Frage an Sylvia Kotting-Uhl von Annette N. bezüglich Verkehr
Hallo Frau Kotting-Uhl.
Wir möchten gerne weiterhin im schönsten Ortsteil ;-) - der Bergwaldsiedlung - von Karlsruhe leben. Was tun Sie für uns, dass das möglich ist? Es gibt mittlerweile überhaupt KEINE Nahversorgung mehr. Von einem Briefkasten und einem Zigarettenautomaten lässt sich schwer leben. Die Arztpraxis ist auch nicht mehr da. Für die vielen älteren Menschen hier ist das ein Desaster. Ist hier nicht endlich die Politik in der Pflicht? Bin auf Ihre Antwort gespannt; sie wird unser Wahlverhalten beeinflussen. Danke im voraus.
A. N.
Sehr geehrte Frau N.,
ich verstehe Sie gut.
Das Problem Strukturschwäche lässt sich nicht auf das Stadt-Land-Gefälle reduzieren, denn vor allem im Westen Deutschlands sind auch Großstädte oder städtische Kreise oder auch nur Ortsteile, wie im Fall der Bergwaldsiedlung, betroffen. Mehr als vier Millionen Menschen leben in unserem Land in Regionen, in denen die Lebensverhältnisse als „sehr stark unterdurchschnittlich“ oder „stark unterdurchschnittlich“ bezeichnet werden können, wie wir aus einer Antwort der Bundesregierung auf eine Kleine Anfrage von uns wissen.
Bisher geleistete Hilfen des Bundes an die Kommunen konnten die strukturellen Unterschiede nicht ausgleichen, da sie nur punktuell und nicht strukturell greifen. Auch die vielen Förderprogramme von EU, Bund und Ländern können die Situation abgehängter Regionen nicht grundlegend verbessern. Die meisten dieser Programme richten sich an die Wirtschaft und dürfen nur zeitlich befristet und räumlich begrenzt in Anspruch genommen werden.
Das Grundgesetz verbietet dem Bund eine direkte und dauerhafte finanzielle Unterstützung der Kommunen. Das ist eine Auswirkung des Föderalismus.

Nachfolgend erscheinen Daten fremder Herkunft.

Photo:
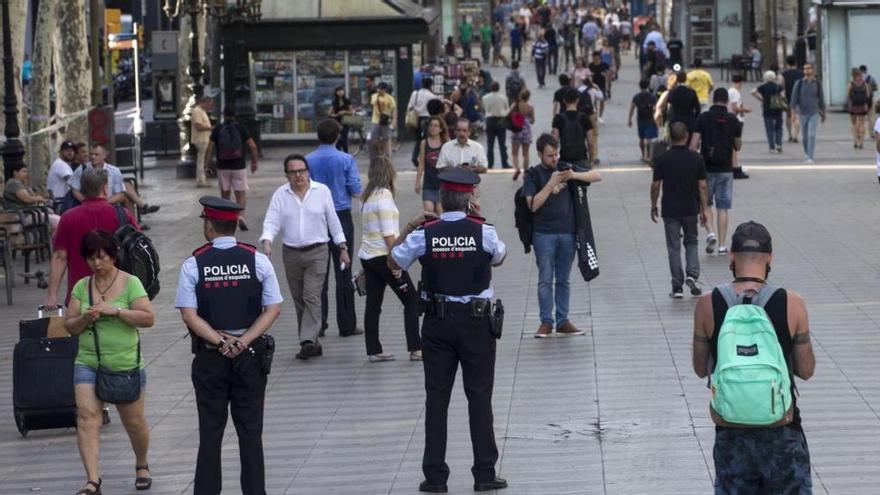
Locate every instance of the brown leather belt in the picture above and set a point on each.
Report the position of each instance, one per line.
(309, 247)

Meine Bundestagsfraktion hat eine ganze Reihe von Vorschlägen erarbeitet, wie Kommunen und strukturschwachen Regionen trotzdem nachhaltig geholfen werden kann: da geht es um die schrittweise Übernahme der Kosten der Unterkunft durch den Bund im sozialen Bereich, einen Altschuldentilgungsfonds, Hilfe bei Kinderbetreuung Schulen. Wir wollen die Vergabe von Fördermitteln grundlegend verändern, damit alle abgehängten Regionen erreicht werden, unabhängig, ob sie im Osten oder im Westen Deutschlands liegen. Das alles wird allerdings der Bergwaldsiedlung, die weder zu einer abgehängten Region, noch zu einer finanzschwachen Kommune gehört, nur bedingt helfen. Die Bundesebene ist für dieses Problem nicht der richtige Ansprechpartner. Hier ist die Kommune gefragt.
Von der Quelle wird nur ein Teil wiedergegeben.